Government urged to ‘immediately rethink’ eviction plans

The four would-be deportees who today lost bids from the High Court earlier to avoid being put on the plane include:

• an Iraqi Kurd who suffered from PTSD in Turkey while traveling in the UK and filed a complaint asking not to be deported due to his mental health and his relationship with his sister, who lives in the UK United
• A Vietnamese man who claimed to have received death threats from loan sharks in Vietnam, who was also denied after the judge dismissed an argument that he was denied translation services
• a man who traveled to the UK from Iran with his 21-year-old son and had asked the court to prevent his deportation due to his mental health and right to family life
• a request from a Kurdish man who was also denied permission to appeal.

A miss Supreme Court and Court of Appeal the legal challenge brought by groups including Care4Calais over the first flight under the Rwandan scheme cost the deportation £500,000.

The government has rejected that figure, but the cost of the theft is thought to have been hundreds of thousands of pounds.

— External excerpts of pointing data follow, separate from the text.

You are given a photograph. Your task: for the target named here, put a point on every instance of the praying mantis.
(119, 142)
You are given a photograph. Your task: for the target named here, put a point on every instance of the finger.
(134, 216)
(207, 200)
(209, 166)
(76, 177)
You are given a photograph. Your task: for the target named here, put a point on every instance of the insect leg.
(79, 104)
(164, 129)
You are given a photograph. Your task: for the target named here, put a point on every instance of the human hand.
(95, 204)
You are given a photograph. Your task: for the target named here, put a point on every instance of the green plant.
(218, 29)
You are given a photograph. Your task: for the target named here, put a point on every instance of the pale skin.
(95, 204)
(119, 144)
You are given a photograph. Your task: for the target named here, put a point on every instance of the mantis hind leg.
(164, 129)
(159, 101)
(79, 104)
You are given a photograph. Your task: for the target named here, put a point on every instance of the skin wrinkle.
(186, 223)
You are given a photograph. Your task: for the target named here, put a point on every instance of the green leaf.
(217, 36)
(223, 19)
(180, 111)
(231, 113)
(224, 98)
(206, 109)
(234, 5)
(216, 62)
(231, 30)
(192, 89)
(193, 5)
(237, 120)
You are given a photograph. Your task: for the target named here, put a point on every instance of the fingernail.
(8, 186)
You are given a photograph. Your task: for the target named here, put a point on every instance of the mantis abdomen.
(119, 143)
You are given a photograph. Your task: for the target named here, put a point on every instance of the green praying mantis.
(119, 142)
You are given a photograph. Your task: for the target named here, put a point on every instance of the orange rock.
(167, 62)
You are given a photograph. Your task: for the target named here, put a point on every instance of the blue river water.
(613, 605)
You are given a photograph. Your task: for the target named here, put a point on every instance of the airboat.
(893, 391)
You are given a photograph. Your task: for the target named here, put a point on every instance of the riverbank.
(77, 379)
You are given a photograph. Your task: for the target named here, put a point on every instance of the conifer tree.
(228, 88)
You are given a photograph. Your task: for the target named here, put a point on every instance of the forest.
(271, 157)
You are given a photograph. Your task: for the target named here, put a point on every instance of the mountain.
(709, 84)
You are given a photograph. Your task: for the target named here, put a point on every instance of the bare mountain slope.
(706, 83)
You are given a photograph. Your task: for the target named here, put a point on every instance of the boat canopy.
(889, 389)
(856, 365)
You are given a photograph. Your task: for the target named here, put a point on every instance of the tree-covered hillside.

Downing Street said the current approach already costs the British taxpayer £1.5billion every year, with nearly £5million a day spent on accommodation for asylum seekers in hotels.

Last year more than 28,000 people crossed the English Channel in small boats – more than three times the number seen in 2020.

More than half were Iranian or Iraqi, with people from Eritrea and Syria also making the crossings, according to Interior Ministry figures.